Teigen – who has two children, Luna, 4, and Miles, 2 with husband John Legend – has been extremely open about her struggles with motherhood in the past. She has discussed infertility and IVF. In 2017, she opened up about her experience with postpartum depression in a self-penned article for Glamour. "I’m speaking up now because I want people to know it can happen to anybody and I don’t want people who have it to feel embarrassed or to feel alone," she wrote. "I also don’t want to pretend like I know everything about postpartum depression, because it can be different for everybody. But one thing I do know is that — for me — just merely being open about it helps." And in September, she shared photographs from the hospital when she lost her son, Jack, at about 20-weeks gestation, and later wrote a powerful essay detailing the experience and the grief that followed.

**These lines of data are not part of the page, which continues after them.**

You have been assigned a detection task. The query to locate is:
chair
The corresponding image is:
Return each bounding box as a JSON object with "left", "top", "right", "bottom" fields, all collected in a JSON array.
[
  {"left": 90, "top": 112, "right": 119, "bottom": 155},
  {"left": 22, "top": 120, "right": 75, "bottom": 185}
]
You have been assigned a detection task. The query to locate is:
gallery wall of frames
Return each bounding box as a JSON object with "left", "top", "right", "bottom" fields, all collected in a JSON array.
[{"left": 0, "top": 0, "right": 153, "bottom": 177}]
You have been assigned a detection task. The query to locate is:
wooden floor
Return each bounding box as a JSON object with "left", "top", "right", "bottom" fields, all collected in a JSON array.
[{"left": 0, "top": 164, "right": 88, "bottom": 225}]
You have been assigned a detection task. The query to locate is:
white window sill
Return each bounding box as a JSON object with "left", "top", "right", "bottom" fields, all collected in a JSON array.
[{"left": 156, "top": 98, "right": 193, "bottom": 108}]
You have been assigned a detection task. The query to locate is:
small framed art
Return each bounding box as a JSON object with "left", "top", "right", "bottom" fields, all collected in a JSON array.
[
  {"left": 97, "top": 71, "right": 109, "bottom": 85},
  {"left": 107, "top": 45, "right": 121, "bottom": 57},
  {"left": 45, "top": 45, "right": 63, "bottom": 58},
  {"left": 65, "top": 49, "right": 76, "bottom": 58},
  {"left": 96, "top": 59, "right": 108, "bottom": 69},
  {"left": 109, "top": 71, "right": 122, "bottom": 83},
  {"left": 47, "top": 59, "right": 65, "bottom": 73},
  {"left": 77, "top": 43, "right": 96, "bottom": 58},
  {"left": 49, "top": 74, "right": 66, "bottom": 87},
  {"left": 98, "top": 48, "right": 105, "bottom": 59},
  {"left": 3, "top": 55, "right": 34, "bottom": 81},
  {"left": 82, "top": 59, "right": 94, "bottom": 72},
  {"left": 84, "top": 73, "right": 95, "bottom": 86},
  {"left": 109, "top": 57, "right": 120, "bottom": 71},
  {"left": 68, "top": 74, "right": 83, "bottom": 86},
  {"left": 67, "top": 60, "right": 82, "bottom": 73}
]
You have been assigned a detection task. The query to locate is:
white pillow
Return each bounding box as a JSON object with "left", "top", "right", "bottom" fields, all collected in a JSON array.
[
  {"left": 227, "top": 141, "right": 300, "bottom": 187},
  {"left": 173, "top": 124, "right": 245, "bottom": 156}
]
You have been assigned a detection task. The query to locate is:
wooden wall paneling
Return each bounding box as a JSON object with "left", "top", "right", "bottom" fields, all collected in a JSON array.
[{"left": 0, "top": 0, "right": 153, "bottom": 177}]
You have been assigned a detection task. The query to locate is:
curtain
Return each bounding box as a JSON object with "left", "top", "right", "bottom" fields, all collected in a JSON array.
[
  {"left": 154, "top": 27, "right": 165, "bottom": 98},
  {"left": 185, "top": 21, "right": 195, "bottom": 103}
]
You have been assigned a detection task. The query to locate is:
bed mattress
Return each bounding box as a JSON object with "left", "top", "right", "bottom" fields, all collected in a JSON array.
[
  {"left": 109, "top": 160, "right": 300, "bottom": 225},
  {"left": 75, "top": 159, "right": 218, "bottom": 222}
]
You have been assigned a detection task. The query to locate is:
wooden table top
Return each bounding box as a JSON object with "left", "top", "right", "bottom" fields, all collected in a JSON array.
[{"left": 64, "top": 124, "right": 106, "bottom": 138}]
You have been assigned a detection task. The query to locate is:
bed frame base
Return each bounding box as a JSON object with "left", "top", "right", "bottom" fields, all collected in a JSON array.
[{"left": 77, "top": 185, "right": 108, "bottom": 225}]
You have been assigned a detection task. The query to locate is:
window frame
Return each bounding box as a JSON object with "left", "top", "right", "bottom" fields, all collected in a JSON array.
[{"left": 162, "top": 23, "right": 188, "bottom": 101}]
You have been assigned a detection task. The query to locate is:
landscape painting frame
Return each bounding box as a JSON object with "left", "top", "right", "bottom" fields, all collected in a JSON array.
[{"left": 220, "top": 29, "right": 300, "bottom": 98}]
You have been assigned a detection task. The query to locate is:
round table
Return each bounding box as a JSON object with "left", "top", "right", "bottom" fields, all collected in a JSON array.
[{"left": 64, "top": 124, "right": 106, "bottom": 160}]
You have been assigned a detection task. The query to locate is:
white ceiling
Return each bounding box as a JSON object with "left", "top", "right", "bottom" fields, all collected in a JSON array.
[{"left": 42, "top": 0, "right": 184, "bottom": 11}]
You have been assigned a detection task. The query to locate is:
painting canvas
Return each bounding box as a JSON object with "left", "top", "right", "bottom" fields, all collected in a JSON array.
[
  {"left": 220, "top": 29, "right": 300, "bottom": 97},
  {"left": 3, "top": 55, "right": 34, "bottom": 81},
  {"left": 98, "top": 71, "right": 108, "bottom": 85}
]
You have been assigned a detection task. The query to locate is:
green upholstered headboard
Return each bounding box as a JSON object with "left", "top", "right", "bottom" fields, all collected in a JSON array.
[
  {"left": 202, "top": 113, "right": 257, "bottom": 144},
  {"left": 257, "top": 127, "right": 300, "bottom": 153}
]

Discussing the realities many moms face when it comes to how to feed their babies, therefore, is solidly on-brand. Hundreds of comments on the Twitter thread, from moms, parents, and medical professionals alike, thanked Teigen for speaking up on the subject. Many expressed their own feelings of guilt and sadness about not being able to breastfeed. Others shared horror stories about doctors, nurses, friends, and family members who put pressure on them to nurse.

"I have had so many new moms in absolute emotional extremis [sic] because nursing isn’t going well, and who break down completely when I tell them that they have no reason to feel like they are doing something wrong or have failed if they use formula," pediatrician Daniel Summers replied to Teigen's tweets. "It’s such a toxic message."

"I dunno why this is my crusade now," Teigen closed. "I just remember the sadness I felt and want you to know you are doing it right if your baby is fed, mama."